Paul Biedermann

„Heute ist Weltrekordzeit“

Vorgabe umgesetzt: „Okay, dann soll es so sein”

Vorgabe umgesetzt: „Okay, dann soll es so sein”

16. November 2008 Sein Trainer Frank Embacher hatte schon was geahnt. „Heute ist Weltrekordzeit“, hatte er seinem Schwimmer Paul Biedermann auf den Weg gegeben am zweiten Tag des Weltcup-Finales in Berlin.
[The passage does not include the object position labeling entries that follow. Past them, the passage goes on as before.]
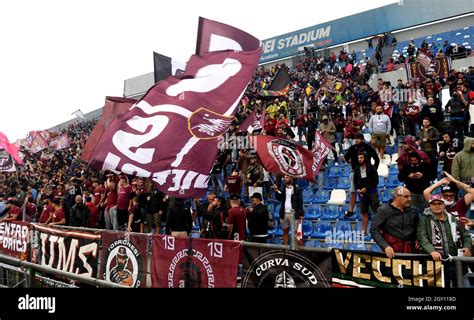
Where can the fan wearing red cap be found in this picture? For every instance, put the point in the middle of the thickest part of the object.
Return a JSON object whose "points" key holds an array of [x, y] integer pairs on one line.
{"points": [[440, 233]]}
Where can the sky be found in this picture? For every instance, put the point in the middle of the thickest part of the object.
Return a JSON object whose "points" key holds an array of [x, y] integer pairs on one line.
{"points": [[59, 56]]}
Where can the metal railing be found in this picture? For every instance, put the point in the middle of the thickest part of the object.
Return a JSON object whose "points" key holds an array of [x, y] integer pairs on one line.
{"points": [[30, 267]]}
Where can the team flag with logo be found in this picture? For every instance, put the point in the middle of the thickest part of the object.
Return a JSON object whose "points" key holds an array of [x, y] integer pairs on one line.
{"points": [[171, 135], [194, 263], [113, 107], [6, 162], [60, 142], [124, 258], [11, 148], [284, 156], [320, 150], [255, 121]]}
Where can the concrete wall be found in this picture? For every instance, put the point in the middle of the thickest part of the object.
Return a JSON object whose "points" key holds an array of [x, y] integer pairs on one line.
{"points": [[136, 87], [402, 73]]}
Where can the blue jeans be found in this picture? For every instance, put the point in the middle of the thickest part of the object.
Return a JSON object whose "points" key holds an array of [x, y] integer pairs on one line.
{"points": [[216, 181], [339, 138]]}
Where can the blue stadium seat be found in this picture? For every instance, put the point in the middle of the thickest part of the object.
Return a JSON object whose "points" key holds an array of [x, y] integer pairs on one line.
{"points": [[335, 172], [374, 247], [303, 183], [335, 245], [307, 195], [275, 240], [392, 181], [381, 183], [357, 246], [321, 229], [307, 228], [331, 212], [388, 195], [313, 212], [278, 232], [329, 183], [346, 208], [393, 169], [344, 226], [313, 244], [343, 183], [322, 196]]}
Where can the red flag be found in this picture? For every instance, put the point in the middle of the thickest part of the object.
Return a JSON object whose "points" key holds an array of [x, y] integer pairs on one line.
{"points": [[171, 135], [60, 142], [284, 156], [320, 150], [112, 108], [215, 36], [194, 263], [254, 120], [11, 148], [38, 143], [129, 249]]}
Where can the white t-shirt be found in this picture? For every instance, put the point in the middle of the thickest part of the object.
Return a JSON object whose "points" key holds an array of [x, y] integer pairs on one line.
{"points": [[289, 192]]}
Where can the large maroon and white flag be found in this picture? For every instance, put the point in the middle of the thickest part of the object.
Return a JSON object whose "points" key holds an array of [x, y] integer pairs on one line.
{"points": [[37, 143], [284, 156], [171, 134], [320, 150], [254, 120], [60, 142], [113, 107], [6, 162], [11, 148], [215, 36]]}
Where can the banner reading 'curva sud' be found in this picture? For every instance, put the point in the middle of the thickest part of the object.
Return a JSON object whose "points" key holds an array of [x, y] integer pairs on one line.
{"points": [[194, 263], [14, 239], [373, 269], [124, 258], [271, 268]]}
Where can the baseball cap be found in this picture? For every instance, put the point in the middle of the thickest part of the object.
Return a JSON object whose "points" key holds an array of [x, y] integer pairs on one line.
{"points": [[436, 197], [446, 188], [257, 195], [234, 196]]}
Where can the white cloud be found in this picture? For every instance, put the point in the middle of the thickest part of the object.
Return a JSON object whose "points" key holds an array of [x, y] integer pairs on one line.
{"points": [[59, 56]]}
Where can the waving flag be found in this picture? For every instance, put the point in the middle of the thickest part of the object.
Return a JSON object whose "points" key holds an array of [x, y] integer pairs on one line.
{"points": [[166, 66], [284, 156], [215, 36], [280, 84], [254, 120], [424, 60], [171, 134], [6, 162], [11, 148], [320, 150], [112, 108], [60, 142]]}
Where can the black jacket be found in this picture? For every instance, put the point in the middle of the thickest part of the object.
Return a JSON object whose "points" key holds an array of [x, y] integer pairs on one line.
{"points": [[353, 152], [415, 185], [296, 201], [179, 219], [392, 221], [370, 182], [258, 220], [79, 216]]}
Als guter Athlet nahm der sich das zu Herzen. „Okay, dann soll es so sein“, dachte sich Biedermann, und ließ wenig später ein Finale über 200 Meter Freistil folgen, das zum Glanzlicht des Wochenendes in Berlin wurde.

Der 22 Jahre alte Biedermann bezwang nicht nur den Olympiasieger Oussama Mellouli aus Tunesien, er schwamm auch so schnell wie niemand zuvor auf dieser Distanz auf der Kurzbahn: Nach 1:40,83 Minuten schlug er an und war damit knapp drei Zehntelsekunden schneller als der Australier Ian Thorpe vor acht Jahren. „Das ist das Größte“, sagte Biedermann, „zu Hause Weltrekord zu schwimmen. Meine ganze Familie war heute dabei.“

Ein ideales Vorbild für das deutsche Team

Paul Biedermann: Überraschend Weltrekord

Paul Biedermann: Überraschend Weltrekord

Die Bestmarke kam trotz Embachers kühner Vorgabe überraschend. „Wir sind die Weltcup-Serie aus dem vollen Training geschwommen“, sagte Biedermann. Nach den Olympischen Spielen in Peking, bei denen er als Fünfter über 200 Meter Freistil zu den wenigen Lichtblicken aus deutscher Sicht gezählt hatte, legte der Europameister zunächst sechs Wochen Pause ein, bevor er wieder ins Training einstieg. „Der Weltrekord zeigt“, sagte Leistungssport-Direktor Lutz Buschkow, „dass Paul Biedermann auch das WM-Jahr nach den Olympischen Spielen ernst nimmt.“ Ein ideales Vorbild für das zuletzt so gebeutelte deutsche Team.

Dass die Führungsfigur Biedermann seine Mannschaftskollegen tatsächlich zu inspirieren vermag, zeigte sich kurz darauf im Rennen über 100 Meter Brust. Da verbesserte der erst 18 Jahre alte Marco Koch den deutschen Rekord auf 58,96 Sekunden. Ebenfalls eine nationale Bestmarke hatte Johannes Dieterich am Samstag in 22,88 Sekunden über 50 Meter Schmetterling erzielt. Zwei weitere deutsche Siege schafften Theresa Michalak über 200 Meter Lagen in 2:10,92 Minuten und Daniela Samulski über 100 Meter Rücken in 58,03 Sekunden.

Insgesamt vier Weltrekorde in Berlin

Für die Weltrekorde Nummer zwei und drei in Berlin sorgten Schwimmer aus den Vereinigten Staaten. Am Samstag hatte Peter Marshall seine eigene Bestmarke über 100 Meter Rücken auf 49,63 Sekunden gesteigert. Seinen Rekord über 50 Meter Rücken verlor er am Sonntag an Randall Bal, der die Strecke in 22,87 Sekunden schwamm.

„Ich habe den Weltrekord beim letzten Weltcup in Stockholm schon knapp verpasst, darum habe ich mir gesagt, dann eben hier“, sagte Bal. Weltcup-Gesamtsieger wurden der Südafrikaner Cameron van der Burgh und die Australierin Marieke Guehrer. Sie sorgte auch für Weltrekord Nummer vier in Berlin: Über 50 Meter Schmetterling gewann sie in 24,99 Sekunden.